Toughened hydrogels inspired by aquatic caddisworm silk
Abstract
Aquatic caddisworm silk is a tough adhesive fiber. Part of the toughening mechanism resides in serial, Ca2+–phosphate crosslinked nano-domains that comprise H-fibroin, the major structural protein. To mimic the toughening mechanism, a synthetic phosphate-graft-methacrylate prepolymer, as a simple H-fibroin analog, was copolymerized within a covalent elastic network of polyacrylamide.

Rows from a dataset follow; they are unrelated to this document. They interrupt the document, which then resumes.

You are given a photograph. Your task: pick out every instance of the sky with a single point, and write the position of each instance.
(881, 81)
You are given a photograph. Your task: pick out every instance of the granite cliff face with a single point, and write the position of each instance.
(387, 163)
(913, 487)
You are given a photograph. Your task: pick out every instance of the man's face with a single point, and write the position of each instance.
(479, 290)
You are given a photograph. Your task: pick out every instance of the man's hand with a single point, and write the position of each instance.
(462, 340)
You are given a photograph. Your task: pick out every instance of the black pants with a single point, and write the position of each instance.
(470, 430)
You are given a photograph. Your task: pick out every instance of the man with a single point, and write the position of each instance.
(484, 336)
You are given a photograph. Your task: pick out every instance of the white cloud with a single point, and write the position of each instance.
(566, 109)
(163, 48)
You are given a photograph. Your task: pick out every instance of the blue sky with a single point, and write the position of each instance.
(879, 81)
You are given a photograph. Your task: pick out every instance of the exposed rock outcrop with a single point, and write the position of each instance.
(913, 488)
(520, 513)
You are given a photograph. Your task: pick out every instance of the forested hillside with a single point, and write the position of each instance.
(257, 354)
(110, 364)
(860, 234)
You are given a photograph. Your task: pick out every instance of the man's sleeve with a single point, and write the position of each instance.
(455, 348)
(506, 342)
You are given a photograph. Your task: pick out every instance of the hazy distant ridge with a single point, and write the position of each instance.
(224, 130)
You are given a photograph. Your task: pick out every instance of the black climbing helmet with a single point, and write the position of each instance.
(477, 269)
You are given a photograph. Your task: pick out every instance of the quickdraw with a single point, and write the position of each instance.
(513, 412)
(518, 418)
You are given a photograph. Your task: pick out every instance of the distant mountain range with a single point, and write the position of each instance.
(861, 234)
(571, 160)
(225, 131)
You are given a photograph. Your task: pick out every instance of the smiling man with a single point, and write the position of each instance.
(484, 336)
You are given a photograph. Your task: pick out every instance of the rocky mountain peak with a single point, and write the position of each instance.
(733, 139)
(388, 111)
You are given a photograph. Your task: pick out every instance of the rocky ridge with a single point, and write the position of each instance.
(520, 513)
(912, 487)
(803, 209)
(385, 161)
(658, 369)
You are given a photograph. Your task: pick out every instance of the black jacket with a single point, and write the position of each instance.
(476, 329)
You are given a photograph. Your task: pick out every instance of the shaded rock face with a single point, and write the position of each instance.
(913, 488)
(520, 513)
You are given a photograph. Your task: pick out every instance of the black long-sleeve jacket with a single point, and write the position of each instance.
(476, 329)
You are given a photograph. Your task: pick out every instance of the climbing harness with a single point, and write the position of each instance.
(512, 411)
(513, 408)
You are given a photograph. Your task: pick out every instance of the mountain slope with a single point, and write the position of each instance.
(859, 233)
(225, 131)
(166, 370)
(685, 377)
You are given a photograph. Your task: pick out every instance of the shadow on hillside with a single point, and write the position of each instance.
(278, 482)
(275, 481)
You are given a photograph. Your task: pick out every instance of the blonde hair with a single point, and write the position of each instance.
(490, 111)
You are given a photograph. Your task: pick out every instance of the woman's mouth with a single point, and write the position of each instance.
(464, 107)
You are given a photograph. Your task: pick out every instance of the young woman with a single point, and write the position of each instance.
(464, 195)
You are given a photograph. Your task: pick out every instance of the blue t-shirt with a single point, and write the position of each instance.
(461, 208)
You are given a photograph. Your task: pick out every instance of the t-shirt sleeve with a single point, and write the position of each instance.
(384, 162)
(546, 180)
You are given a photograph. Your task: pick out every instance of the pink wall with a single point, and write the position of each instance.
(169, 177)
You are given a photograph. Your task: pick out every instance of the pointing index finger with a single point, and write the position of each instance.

Above a critical phosphate sidechain density, hydrogels equilibrated with Ca2+ or Zn2+ ions displayed greatly increased initial stiffness, strain-rate dependent yield behavior, and required 100 times more work to fracture than hydrogels equilibrated with Mg2+ or Na+ ions. Conceptually, the enhanced toughness is attributed to energy-dissipating, viscous unfolding of clustered phosphate–metal ion crosslinks at a critical stress. The toughness of the bioinspired hydrogels exceeds the toughness of cartilage and meniscus suggesting potential application as prosthetic biomaterials. The tough hydrogels also provide a simplified model to test hypotheses about caddisworm silk architecture, phosphate metal ion interactions, and mechanochemical toughening mechanisms.